3. Creationism—Moderate Southern Baptists were trying to push a less literalist view of the Bible at the time. The conservatives fought back with the slogan, "From Genesis to Maps," meaning that each word in the Bible, from first book to last, means what it says. Huckabee didn't use that slogan; instead, he referred to the more generic "Biblical inerrancy." In one of the recent presidential debates, when he was asked about creationism, Huckabee reframed it as a choice between belief and atheism. He said you either believe "God created this process or it's an accident." He claimed he didn't know how the process happened or how long it took, but he was sure God had had a hand in it. In his early years, he surely gave a sermon or two about the literal meaning of Genesis, and the necessity of believing the earth was created in six 24-hour days.

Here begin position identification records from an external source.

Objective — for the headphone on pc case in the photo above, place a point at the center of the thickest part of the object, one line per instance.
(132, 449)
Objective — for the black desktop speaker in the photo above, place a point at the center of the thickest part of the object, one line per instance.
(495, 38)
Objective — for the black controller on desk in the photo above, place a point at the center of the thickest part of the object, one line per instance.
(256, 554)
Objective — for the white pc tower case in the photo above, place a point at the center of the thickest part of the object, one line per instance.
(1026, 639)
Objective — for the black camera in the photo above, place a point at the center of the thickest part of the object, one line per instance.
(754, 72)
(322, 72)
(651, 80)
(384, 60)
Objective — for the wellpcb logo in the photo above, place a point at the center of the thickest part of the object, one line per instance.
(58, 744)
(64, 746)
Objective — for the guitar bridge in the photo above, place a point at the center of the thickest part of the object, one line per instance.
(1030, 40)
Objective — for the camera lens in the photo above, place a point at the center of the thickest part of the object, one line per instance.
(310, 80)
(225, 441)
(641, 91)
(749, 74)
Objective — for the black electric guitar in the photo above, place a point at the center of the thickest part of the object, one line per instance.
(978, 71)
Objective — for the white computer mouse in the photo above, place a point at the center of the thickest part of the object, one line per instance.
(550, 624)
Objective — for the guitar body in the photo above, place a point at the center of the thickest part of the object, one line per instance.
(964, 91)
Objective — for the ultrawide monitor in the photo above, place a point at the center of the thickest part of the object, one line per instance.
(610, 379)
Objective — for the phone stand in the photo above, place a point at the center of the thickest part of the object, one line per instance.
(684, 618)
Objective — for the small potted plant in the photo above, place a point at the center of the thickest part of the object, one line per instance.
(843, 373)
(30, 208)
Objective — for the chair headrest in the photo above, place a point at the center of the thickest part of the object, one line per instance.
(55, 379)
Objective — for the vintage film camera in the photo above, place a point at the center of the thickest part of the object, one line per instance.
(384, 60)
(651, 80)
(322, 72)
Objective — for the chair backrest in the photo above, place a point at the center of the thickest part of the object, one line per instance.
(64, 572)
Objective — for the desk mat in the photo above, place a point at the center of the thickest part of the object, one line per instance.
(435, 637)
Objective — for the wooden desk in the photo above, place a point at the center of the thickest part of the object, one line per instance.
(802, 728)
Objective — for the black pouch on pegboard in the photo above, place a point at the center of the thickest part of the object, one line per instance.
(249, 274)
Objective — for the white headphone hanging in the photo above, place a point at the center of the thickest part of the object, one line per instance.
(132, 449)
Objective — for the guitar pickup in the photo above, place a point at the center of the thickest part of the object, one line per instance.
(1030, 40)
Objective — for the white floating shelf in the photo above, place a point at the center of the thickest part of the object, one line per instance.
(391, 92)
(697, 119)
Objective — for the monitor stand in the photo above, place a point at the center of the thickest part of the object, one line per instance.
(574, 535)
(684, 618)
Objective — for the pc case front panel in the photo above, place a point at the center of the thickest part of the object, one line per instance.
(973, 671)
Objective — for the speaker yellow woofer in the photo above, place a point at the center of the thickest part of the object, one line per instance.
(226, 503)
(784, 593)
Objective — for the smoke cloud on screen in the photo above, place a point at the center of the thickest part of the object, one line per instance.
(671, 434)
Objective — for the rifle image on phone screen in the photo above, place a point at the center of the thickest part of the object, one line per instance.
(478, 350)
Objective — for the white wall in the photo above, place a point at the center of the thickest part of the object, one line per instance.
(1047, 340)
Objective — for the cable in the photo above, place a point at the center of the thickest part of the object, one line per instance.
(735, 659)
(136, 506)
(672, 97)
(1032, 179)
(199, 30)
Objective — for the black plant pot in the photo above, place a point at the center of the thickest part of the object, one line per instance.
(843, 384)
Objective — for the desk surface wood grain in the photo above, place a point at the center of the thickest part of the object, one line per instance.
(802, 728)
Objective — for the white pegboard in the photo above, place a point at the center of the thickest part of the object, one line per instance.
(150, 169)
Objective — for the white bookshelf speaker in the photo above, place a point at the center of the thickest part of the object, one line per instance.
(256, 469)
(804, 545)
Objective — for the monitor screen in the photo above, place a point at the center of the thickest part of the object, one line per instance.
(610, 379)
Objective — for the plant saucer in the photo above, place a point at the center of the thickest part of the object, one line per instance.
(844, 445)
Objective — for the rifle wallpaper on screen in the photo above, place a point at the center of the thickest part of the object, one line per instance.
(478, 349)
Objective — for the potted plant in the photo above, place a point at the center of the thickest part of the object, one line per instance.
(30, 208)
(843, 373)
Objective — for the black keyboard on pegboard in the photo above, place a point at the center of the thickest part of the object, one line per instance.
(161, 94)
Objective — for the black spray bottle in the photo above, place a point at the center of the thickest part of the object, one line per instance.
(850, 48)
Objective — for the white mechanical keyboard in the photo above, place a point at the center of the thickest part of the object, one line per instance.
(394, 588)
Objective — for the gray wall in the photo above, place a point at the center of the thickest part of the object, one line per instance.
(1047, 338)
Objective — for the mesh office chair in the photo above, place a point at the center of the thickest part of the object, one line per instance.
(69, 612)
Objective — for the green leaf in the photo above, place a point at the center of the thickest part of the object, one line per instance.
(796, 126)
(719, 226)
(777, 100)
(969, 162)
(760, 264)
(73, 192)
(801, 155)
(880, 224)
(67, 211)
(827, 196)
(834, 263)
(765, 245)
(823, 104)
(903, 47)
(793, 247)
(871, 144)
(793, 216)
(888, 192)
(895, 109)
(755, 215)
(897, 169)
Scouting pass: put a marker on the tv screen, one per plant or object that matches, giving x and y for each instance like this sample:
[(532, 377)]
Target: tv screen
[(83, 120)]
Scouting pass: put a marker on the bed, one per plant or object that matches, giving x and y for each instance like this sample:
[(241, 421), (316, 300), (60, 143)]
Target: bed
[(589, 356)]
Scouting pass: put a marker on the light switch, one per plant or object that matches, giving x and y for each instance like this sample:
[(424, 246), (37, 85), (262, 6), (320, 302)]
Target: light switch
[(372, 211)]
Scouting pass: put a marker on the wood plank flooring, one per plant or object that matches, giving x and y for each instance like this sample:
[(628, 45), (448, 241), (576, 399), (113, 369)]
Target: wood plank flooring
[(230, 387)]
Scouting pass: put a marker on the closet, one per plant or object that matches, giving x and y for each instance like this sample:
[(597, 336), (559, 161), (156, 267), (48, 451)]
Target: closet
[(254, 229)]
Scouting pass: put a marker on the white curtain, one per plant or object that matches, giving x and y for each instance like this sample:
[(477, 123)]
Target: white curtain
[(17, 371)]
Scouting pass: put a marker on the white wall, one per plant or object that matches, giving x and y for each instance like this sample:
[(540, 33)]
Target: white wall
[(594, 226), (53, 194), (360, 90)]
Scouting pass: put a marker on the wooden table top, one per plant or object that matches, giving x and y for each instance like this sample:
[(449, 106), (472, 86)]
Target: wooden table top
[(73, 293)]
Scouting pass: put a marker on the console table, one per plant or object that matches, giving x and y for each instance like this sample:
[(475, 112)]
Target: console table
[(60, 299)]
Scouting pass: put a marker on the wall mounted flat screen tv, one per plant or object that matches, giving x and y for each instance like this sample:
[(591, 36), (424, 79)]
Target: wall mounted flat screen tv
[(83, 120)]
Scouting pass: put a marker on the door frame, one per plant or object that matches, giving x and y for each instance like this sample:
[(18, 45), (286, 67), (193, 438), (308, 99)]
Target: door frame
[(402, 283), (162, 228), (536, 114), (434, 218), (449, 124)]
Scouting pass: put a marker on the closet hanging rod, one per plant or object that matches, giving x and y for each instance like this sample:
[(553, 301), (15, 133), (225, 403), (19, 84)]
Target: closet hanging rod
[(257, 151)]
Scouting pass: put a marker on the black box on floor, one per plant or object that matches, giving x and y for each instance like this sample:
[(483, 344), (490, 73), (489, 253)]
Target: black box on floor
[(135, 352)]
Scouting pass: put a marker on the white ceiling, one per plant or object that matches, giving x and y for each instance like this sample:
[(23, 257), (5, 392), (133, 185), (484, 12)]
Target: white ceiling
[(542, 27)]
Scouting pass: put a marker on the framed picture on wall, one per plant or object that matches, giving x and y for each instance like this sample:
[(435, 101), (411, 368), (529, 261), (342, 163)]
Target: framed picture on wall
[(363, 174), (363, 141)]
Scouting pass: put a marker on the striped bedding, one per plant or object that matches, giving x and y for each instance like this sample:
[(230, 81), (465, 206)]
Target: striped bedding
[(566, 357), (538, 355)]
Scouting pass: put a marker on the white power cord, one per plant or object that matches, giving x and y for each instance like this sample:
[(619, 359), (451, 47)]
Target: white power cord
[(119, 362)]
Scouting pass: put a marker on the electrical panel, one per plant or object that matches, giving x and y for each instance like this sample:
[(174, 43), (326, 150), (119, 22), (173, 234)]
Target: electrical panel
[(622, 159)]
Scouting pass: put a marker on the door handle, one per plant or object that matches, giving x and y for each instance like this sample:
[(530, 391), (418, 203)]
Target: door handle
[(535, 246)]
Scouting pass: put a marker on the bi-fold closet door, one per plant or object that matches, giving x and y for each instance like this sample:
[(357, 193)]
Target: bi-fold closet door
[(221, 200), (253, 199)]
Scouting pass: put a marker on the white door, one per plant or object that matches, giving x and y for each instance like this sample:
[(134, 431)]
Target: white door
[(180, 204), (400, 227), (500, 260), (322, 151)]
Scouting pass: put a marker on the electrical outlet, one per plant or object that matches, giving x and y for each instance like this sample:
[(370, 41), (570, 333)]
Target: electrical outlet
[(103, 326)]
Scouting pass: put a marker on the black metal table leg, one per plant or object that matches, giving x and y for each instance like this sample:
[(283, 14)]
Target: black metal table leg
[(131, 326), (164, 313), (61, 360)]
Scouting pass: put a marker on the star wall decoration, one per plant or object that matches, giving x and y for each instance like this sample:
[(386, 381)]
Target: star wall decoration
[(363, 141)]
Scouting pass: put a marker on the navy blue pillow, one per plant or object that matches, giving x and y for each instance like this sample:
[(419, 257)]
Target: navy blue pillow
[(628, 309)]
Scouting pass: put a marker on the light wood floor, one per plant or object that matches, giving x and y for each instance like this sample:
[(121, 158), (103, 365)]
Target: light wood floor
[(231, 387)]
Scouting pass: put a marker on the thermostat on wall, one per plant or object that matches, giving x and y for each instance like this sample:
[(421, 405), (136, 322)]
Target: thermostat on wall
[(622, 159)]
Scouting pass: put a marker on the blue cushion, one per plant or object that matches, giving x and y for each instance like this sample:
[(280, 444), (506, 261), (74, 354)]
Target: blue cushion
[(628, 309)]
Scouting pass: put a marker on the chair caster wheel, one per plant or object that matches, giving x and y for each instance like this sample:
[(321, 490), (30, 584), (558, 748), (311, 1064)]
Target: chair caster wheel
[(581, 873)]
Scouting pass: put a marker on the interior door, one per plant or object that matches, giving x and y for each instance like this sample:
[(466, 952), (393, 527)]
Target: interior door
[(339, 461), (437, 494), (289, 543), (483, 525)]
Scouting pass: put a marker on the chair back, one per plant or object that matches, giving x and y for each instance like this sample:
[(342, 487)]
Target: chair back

4. The Queasy Factor—In the one tape I did manage to get—bought on eBay from an enterprising Arkansan—Huckabee preaches on "The Practice of Patience." What could be more pleasant and innocuous, right? Not exactly. Huckabee is his trademark jovial self. He tells a couple of good stories, one about some urban farmers who mistook a watermelon for a mule egg, another about the time his father gave him his first bike—and it was a girl's bike. But all this is building up to a serious point. "How many times do we find ourselves on the surgery table of the Almighty God, who is trying to work His surgery to make us more like Christ, and we say 'God, let me out of here! Lord, don't touch me!' " he thunders towards the end. "It's not that we can't be Christians. The sad fact is most of us don't want to be enough to try our faith to the point of patience and perseverance."

It's one thing to know a presidential candidate was a pastor; that sounds worthy and leaderlike. But it's quite another to actually hear him work himself up into a lather about committing to Christ and not back it up with a joke.